The Internal Revenue Service is about to start using four private debt-collection companies to chase down overdue payments from hundreds of thousands of people who owe money to the federal government, a job it has handled in house for years.
Unlike IRS agents, who are not usually allowed to call delinquent taxpayers by telephone, the outside debt-collection agencies will have free rein to do so. Consumer watchdogs are fearful that some of the nation's most vulnerable taxpayers will be harassed and that criminals will take advantage of the system by phoning people and impersonating IRS collectors.
Additionally, one of the four companies that the IRS has hired, Pioneer Credit Recovery, a subsidiary of Navient, was effectively fired two years ago by the Education Department from its contract to collect delinquent debt for misleading borrowers about their loans at what the department called "unacceptably high rates."
The congressional Joint Committee on Taxation estimated that the new debt-collection program had the potential to gain a net $2.4 billion over the next 10 years.
"Collecting tax debt that's due and not in dispute is a matter of fairness to the many taxpayers who pay what they owe," said Sen. Charles E. Grassley, R-Iowa. "It's been clear for a long time that the IRS isn't collecting the debt that these contractors will focus on."

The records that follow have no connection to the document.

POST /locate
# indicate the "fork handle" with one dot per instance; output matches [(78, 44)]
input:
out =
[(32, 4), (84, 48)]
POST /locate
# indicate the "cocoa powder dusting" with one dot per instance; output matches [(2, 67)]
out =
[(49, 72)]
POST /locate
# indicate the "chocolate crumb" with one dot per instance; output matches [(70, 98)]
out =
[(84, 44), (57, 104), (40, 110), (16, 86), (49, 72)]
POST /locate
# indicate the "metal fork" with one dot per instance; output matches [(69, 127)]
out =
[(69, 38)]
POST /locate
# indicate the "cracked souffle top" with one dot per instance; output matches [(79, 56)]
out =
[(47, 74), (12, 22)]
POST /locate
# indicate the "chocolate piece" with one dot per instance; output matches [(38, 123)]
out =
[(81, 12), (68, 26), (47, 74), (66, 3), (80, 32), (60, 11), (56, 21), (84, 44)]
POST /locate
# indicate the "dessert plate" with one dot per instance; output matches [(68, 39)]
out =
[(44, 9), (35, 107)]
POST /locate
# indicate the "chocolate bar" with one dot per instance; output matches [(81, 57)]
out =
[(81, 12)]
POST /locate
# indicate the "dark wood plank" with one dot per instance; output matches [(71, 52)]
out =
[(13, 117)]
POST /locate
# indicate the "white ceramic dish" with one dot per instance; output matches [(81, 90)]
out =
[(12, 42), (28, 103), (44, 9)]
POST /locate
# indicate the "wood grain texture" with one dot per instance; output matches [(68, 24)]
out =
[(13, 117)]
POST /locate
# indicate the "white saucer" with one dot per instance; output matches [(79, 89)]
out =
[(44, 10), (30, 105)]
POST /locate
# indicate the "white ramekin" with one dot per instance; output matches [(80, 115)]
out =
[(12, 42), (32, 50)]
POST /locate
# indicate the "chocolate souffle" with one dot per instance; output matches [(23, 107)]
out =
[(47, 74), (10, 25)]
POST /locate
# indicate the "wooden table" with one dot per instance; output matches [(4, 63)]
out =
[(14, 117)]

Twice before, in 1996 and 2006, the IRS has tried to farm out some of its collection duties. Both times, the programs were shut down and deemed failures. The most recent attempt generated thousands of complaints, including one story about an older couple who received more than 150 phone calls in less than a month.
Even so, Congress passed a law in 2015 ordering the IRS to once again outsource some of its delinquent debt. The provision was buried in a $305 billion highway funding bill. The agency hired four companies and started giving them cases this month.
John A. Koskinen, the commissioner of the IRS, said the new program took a "streamlined" approach, with significantly lower overhead than the last attempt.